There are two other things you can see in this overview at the moment: a confusion matrix based on the validation dataset and a plot of accuracy based on what value the predicted column had plus a histogram of the occurrence of said value in your dataset.
Finally, go to the “Query” tab or click “Query” on your Predictor in order to get some actual predictions from your model.
This part is pretty straightforward, pick a model, choose what you want to predict (selected by default if it only predicts a single column), input some data for the columns you want to be used and hit run.
The more interesting bit comes in what MindsDB does besides predicting a value.
Together with your prediction, you will get a confidence in that prediction–which comes from the black-box analysis we ran–potentially combined with insights that the model itself determines during training.
You will also see some plain-text information about the prediction, which explains why the confidence is such and what you might be able to do to increase that confidence.
Finally, you will see another column importance score, this time for how important the column is in determining the confidence (i.e., would we be less or more confident in this prediction had not a certain column been used).
This shouldn’t be confused with the overall column importance score we saw earlier since this score is specific to the prediction. A column might overall not be that important, but be critically important for the specific combination of values that yield a given prediction, or vice versa.
That about does it for this Overview of MindsDB Scout. Keep in mind that this GUI is not meant to handle the training of production-quality models (yet). Rather, it’s a tool that gives you a quick start with MindsDB if you don’t want to write code and it’s a tool that we can use to analyze a more sophisticated model once it’s been trained.
In a production setting, the GUI might be used to analyze an already-trained model or be given to employees that need to make a small number of predictions on the spot (e.g., “Should I lend this guy 5,000$?”, “Does MindsDB think, based on a given image, that I should change this particular component of a car?”).

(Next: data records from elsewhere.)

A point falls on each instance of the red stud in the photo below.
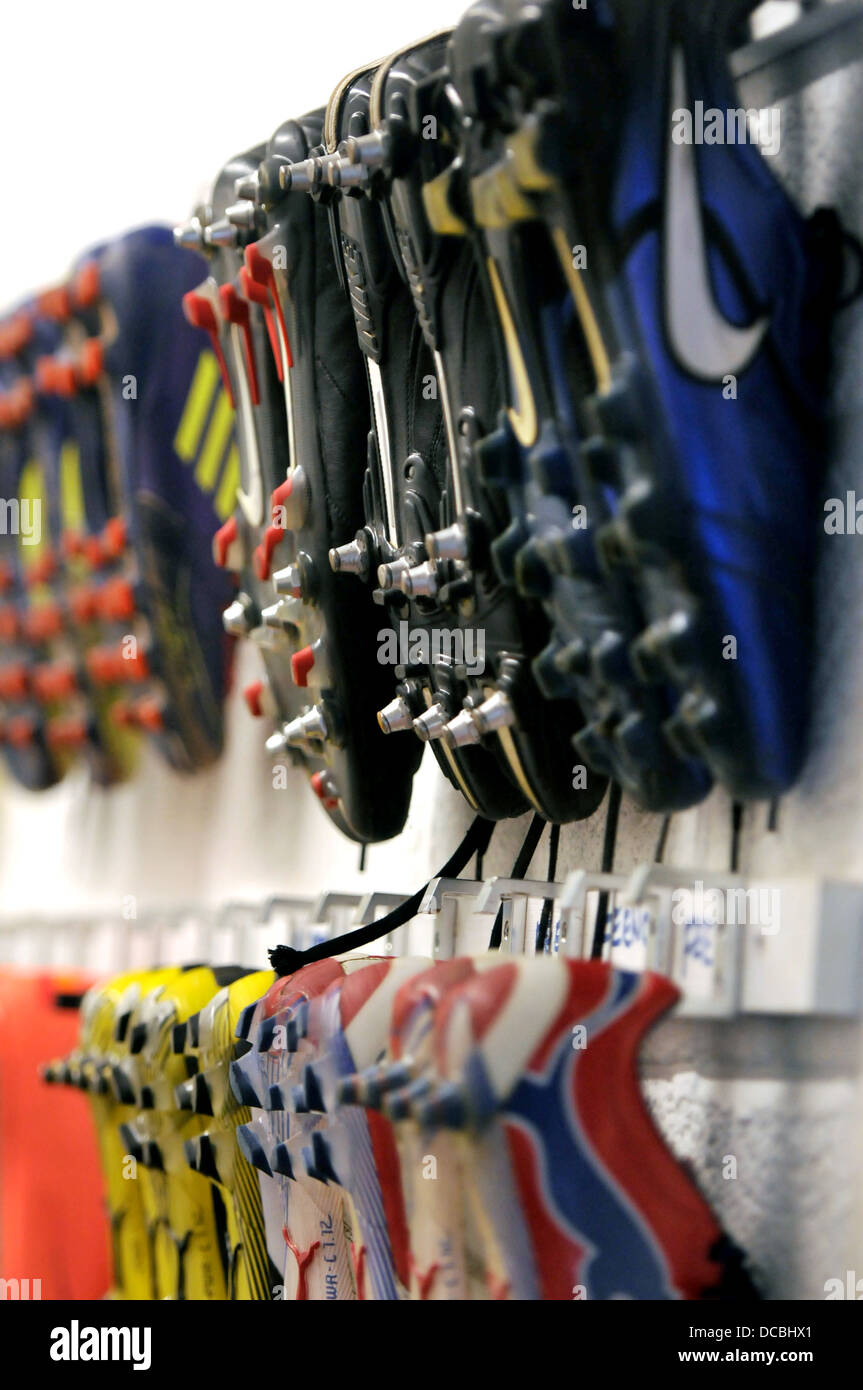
(253, 698)
(260, 270)
(260, 295)
(67, 731)
(13, 681)
(300, 665)
(280, 498)
(149, 713)
(263, 555)
(235, 310)
(223, 541)
(202, 314)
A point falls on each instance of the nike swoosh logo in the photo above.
(705, 342)
(523, 414)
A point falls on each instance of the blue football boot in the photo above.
(695, 339)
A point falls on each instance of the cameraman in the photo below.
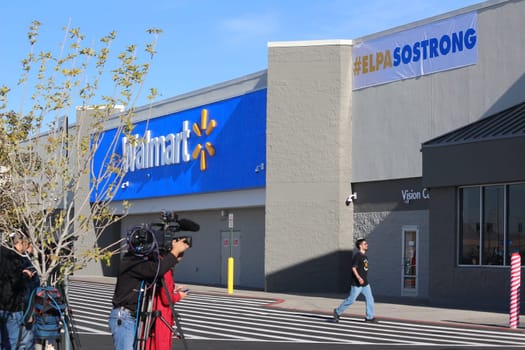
(134, 270)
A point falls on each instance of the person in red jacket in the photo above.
(166, 295)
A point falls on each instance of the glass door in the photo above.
(409, 261)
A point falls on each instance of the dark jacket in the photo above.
(12, 281)
(134, 270)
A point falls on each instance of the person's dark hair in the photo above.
(358, 243)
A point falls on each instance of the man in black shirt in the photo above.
(14, 276)
(359, 283)
(136, 273)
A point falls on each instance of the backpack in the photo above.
(48, 308)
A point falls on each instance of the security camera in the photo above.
(351, 198)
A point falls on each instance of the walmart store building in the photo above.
(424, 123)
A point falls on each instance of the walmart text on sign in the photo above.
(438, 46)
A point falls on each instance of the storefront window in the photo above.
(516, 219)
(469, 228)
(493, 228)
(501, 211)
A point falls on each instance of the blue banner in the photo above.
(438, 46)
(214, 147)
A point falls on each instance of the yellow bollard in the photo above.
(230, 275)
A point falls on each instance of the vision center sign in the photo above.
(214, 147)
(438, 46)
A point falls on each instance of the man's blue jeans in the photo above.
(354, 293)
(122, 326)
(11, 325)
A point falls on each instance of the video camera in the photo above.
(146, 239)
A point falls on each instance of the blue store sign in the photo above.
(215, 147)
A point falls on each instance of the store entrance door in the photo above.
(409, 261)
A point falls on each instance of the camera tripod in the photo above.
(147, 317)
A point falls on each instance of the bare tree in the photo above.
(48, 188)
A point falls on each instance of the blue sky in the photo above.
(204, 42)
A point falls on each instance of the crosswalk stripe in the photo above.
(219, 317)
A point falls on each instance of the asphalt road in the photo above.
(228, 322)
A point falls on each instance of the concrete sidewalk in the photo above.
(383, 310)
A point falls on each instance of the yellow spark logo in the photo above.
(206, 128)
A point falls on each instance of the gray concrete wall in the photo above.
(308, 227)
(391, 121)
(202, 263)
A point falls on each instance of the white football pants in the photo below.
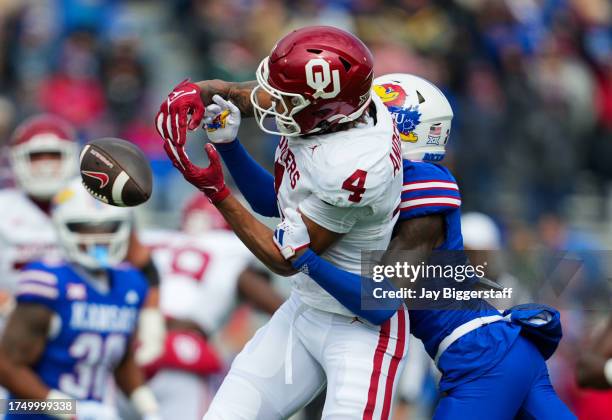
(289, 360)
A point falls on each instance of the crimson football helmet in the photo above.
(200, 215)
(317, 76)
(44, 155)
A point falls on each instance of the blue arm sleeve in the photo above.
(254, 182)
(350, 289)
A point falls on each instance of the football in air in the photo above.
(116, 172)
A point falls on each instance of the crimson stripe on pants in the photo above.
(383, 341)
(397, 357)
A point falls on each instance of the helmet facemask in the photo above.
(43, 164)
(95, 245)
(92, 234)
(285, 123)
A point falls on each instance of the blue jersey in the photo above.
(90, 331)
(431, 189)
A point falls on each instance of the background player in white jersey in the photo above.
(205, 272)
(44, 156)
(340, 161)
(74, 323)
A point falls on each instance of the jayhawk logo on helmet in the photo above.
(391, 94)
(407, 119)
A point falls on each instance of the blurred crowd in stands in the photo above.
(530, 82)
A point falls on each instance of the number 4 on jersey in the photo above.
(355, 184)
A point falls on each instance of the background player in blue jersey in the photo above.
(490, 370)
(75, 320)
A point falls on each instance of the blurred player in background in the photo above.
(44, 156)
(205, 271)
(595, 364)
(339, 159)
(75, 319)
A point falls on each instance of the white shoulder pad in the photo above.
(354, 168)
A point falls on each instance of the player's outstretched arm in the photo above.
(254, 182)
(259, 239)
(222, 122)
(22, 344)
(237, 92)
(255, 235)
(419, 235)
(594, 368)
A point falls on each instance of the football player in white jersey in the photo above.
(339, 162)
(44, 156)
(205, 271)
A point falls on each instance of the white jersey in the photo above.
(348, 182)
(26, 234)
(199, 275)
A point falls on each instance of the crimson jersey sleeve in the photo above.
(428, 189)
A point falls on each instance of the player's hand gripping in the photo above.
(291, 235)
(181, 110)
(221, 120)
(209, 180)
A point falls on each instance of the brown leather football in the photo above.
(116, 172)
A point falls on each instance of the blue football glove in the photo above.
(291, 234)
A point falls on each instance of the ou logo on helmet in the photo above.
(319, 75)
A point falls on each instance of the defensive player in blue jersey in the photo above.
(75, 319)
(490, 368)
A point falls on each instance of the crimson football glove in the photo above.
(209, 180)
(172, 119)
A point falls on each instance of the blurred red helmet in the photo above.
(200, 215)
(318, 76)
(43, 153)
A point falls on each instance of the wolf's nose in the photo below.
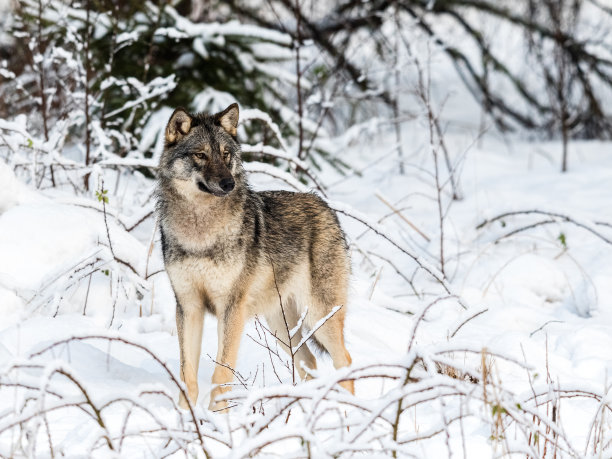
(227, 184)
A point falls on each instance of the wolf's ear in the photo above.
(178, 126)
(228, 119)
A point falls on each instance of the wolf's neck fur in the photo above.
(198, 221)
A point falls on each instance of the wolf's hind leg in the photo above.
(331, 337)
(277, 325)
(229, 330)
(189, 322)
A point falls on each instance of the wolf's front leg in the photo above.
(189, 323)
(229, 329)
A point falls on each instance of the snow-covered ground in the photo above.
(538, 319)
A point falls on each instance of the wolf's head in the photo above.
(201, 153)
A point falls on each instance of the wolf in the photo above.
(236, 253)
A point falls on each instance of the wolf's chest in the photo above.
(217, 281)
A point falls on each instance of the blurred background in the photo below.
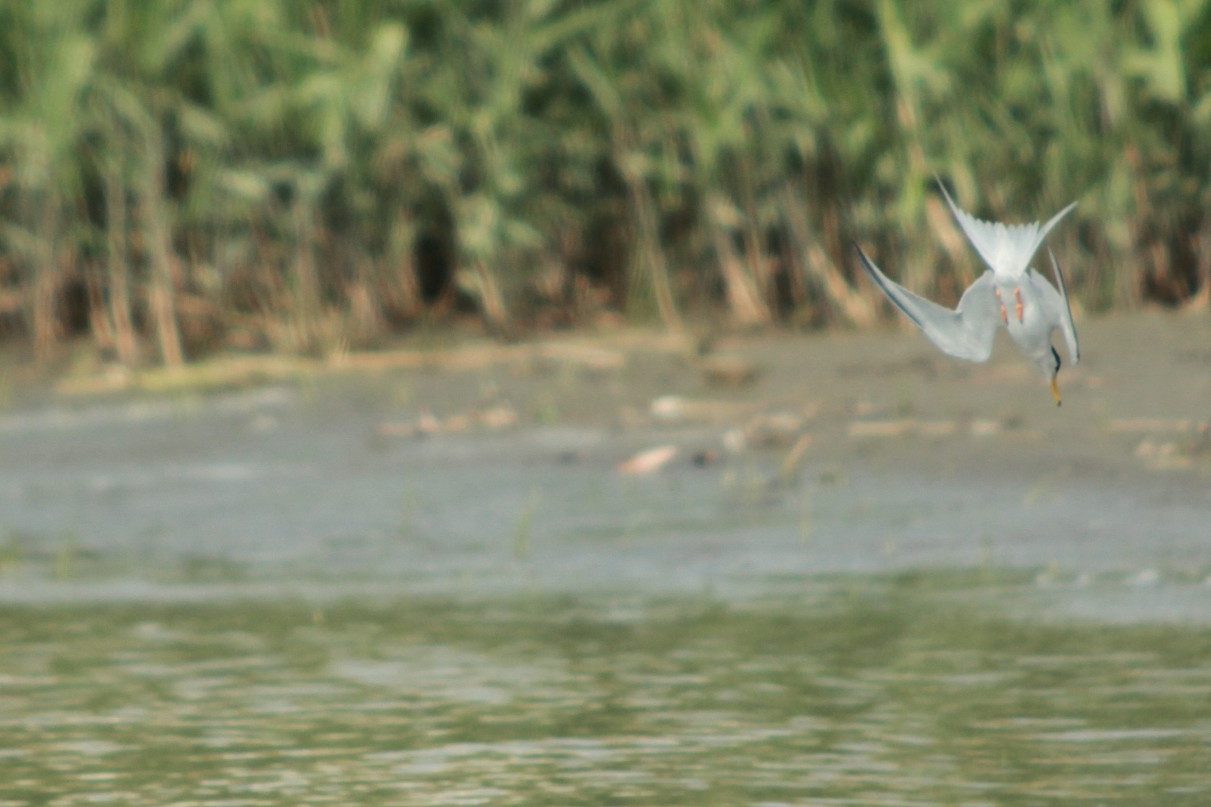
(308, 177)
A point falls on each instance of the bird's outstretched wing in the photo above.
(965, 332)
(1057, 308)
(1006, 249)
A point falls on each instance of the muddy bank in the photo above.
(486, 468)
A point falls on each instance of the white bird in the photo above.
(1011, 295)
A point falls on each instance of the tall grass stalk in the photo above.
(306, 175)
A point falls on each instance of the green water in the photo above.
(843, 691)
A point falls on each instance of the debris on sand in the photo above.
(648, 461)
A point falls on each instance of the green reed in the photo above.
(309, 176)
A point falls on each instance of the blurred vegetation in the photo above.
(306, 176)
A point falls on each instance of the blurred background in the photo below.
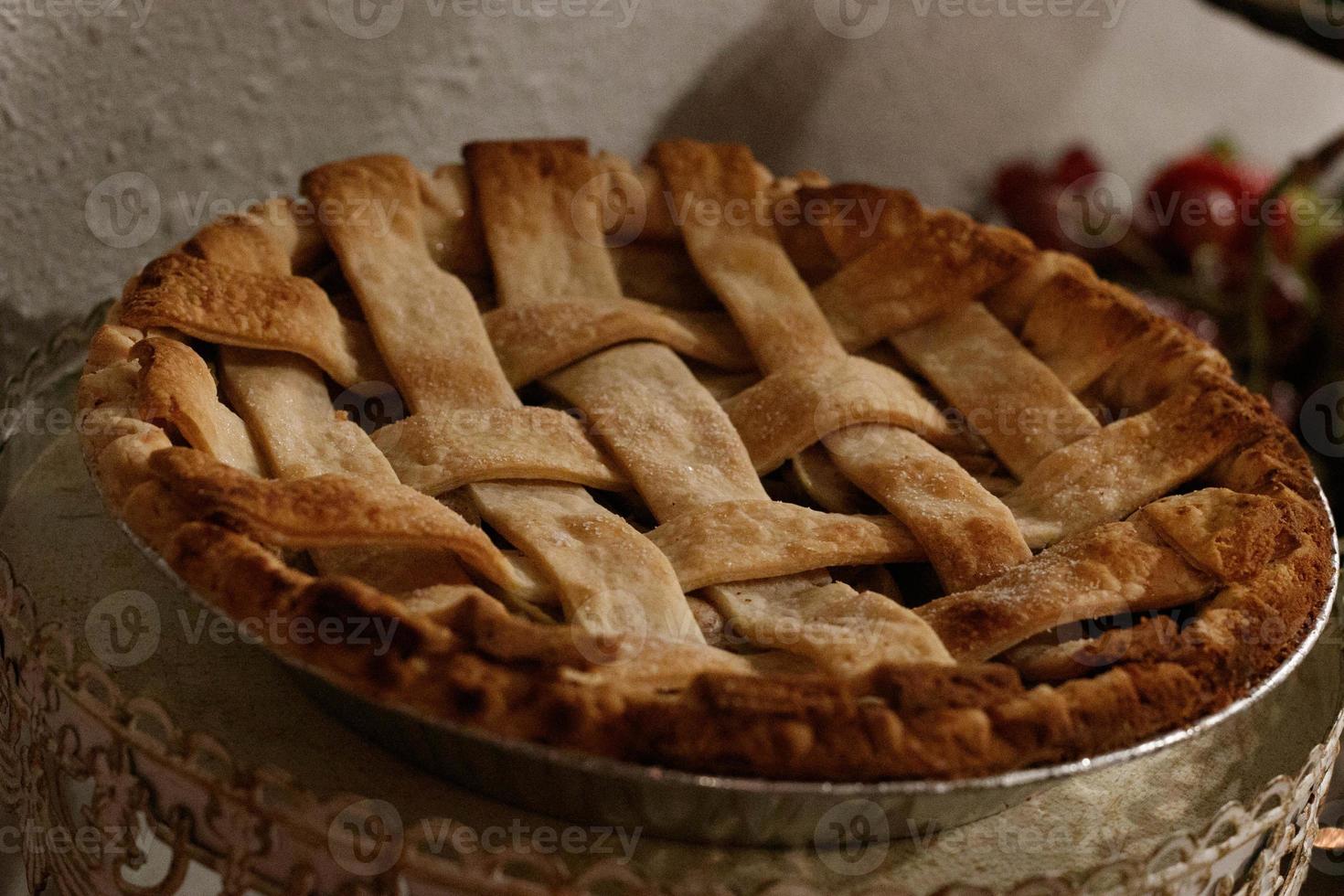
(1100, 126)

However, I think it’s a nice introduction to see what MindsDB can do. You can use a sample of your dataset (up to about 100,000 rows) to train a model in the GUI and see what it can do. Afterwards, if you like it but need a better accuracy or want to run a larger dataset, you can always go into the lower levels of the MindsDB stack (all of MindsDB is made with user-friendliness in mind, so don’t worry too much).
If you want to see how the GUI would be used end-to-end in order to do this with an actual dataset, I suggest you check out this video. However, the best thing you can do is download Scout, install it and seeing what you can do with it.